Wednesday, June 15, 2011

Halfway Through the Week Already?

Today went pretty well.  I really have no complaints.  Work went well - I made a point of finding out who it was that complained about me, and it was the person I suspected.  The woman is a financial adviser, and when she comes in, she has this air about her that just says to me that I'm not worth her time.  She comes in the doors all huffy and practically runs past me.  I have several times attempted to give her her mail (as per my job description), and before I can even say anything, she's gone.  And the few times I have attempted to give her her mail, she tells me she doesn't want it then, or that she can't take it right then because her hands are full.  So I've sort of made a point of treating her how she treats me.  So why should she expect me to be any nicer to her?  Why should I give her any of my time or attention when she doesn't give me any of hers?  I read the two emails that she sent my boss, and they were really short, but she said that I'm not very attentive or friendly, that I don't give her her mail and that I won't send her calls to her on her cell phone as she's requested (there's something in there too, about my dropping a transfer on her or something, but I honestly have no fucking idea what she's talking about). She once requested, when I first started the job, that if she's not in the office, that I transfer calls to her cell phone.  She's one of like three of our tenants with this request (because she's so important that she can't miss phone calls even though she's rarely in the office), but if I've transferred two or more calls to her cell and she doesn't answer, I just tell people she's unavailable.  She must be if she's not picking up the calls.  Then I put the calls to her office voicemail.  Well she called today and I told her that I'd been dropping calls into her office voicemail if she doesn't pick up her cell because that's what I do with the other tenants who request calls to be transferred to their cell phones, because she never specified otherwise.  I was syrupy, sickly sweet to her on the phone and I will be furthermore paying her WAY too much attention.  I just want to show her that she's wrong about me, and that the golden rule is not just an abstract thought.  I truly believe that you should treat others the way you want to be treated, and per that adage, I treat her as she treats me.  Like I'm unimportant.

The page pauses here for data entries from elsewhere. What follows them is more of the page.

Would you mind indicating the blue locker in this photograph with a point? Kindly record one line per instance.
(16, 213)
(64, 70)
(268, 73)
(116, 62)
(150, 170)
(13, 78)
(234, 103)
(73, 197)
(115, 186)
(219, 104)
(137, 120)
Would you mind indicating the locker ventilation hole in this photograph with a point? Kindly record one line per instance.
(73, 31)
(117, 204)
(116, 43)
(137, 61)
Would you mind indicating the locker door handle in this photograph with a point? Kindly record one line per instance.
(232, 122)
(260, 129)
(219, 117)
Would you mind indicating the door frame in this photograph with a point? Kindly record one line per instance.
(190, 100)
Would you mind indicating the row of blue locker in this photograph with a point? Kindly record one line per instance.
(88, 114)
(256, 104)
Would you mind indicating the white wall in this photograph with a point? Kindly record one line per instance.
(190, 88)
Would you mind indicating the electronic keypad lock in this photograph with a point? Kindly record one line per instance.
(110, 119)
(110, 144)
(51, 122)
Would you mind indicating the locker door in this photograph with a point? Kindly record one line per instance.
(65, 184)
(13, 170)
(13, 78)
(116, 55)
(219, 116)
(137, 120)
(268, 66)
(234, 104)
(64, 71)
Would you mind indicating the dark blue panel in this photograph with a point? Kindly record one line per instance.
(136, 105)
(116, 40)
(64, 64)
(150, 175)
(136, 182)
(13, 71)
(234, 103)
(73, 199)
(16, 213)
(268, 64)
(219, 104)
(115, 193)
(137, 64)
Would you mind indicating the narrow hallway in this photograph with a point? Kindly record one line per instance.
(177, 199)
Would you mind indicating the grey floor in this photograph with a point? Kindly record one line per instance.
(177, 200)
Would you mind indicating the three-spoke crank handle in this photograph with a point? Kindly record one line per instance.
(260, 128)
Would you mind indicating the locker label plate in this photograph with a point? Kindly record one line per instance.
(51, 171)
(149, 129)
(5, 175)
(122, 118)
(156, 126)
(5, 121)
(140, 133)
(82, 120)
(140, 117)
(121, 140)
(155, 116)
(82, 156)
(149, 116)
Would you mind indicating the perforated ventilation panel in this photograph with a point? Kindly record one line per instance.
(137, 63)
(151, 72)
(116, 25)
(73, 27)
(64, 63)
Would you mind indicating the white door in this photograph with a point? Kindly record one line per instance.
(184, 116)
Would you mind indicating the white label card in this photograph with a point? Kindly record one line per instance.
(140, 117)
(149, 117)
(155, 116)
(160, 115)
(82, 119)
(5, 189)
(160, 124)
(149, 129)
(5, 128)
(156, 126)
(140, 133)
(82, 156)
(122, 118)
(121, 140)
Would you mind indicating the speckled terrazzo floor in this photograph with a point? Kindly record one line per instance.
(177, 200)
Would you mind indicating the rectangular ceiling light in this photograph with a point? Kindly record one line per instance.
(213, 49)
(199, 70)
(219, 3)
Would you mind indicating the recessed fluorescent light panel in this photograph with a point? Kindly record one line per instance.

So that's that.  I'm putting it in my past as best I can while still making a point of giving her exaggerated amounts of attention.  That's the only way I'm going to be able to feel better about the whole thing.

I left the office and rode up to campus (the Hill is not getting any easier on the bike) and I brought a beach towel with me today, and I laid out in the sun while I finished the readings for class.  It was HOT.  I was pouring sweat.  I really wanted to go jump into Boulder Creek after class, but the classroom is air-conditioned and I was perfectly comfortable after class so I didn't; tomorrow I'll jump in and then ride up the hill and dry off in the sun.  That sounds perfect.

After class I zipped home to grab Phoenix and we went to my parents house.  The kids had just gotten there and so we played and hung out for a little while and then ate dinner.  I stayed and played for just a little while after that and then left.  Phoenix was so hot in the car on the way home that I decided upon pulling up to my house that I was going to take him and Nali to the dog park to cool off.  They had a blast.  Nali even chased some tennis balls.  They're both passed out in my room right now.

Overall, I'm in a pretty decent mood today.  Having beautiful weather and some freedom between work and class seems to really make a difference in my day.  I'm going to try to get ahead on some of my homework  now while I watch Conan so that I'm not all flustered trying to get it done at work tomorrow while I'm answering phones and being asked inane questions and kissing asses of people with overly inflated egos.  Or else I'll just go to bed because I'm really fricking tired.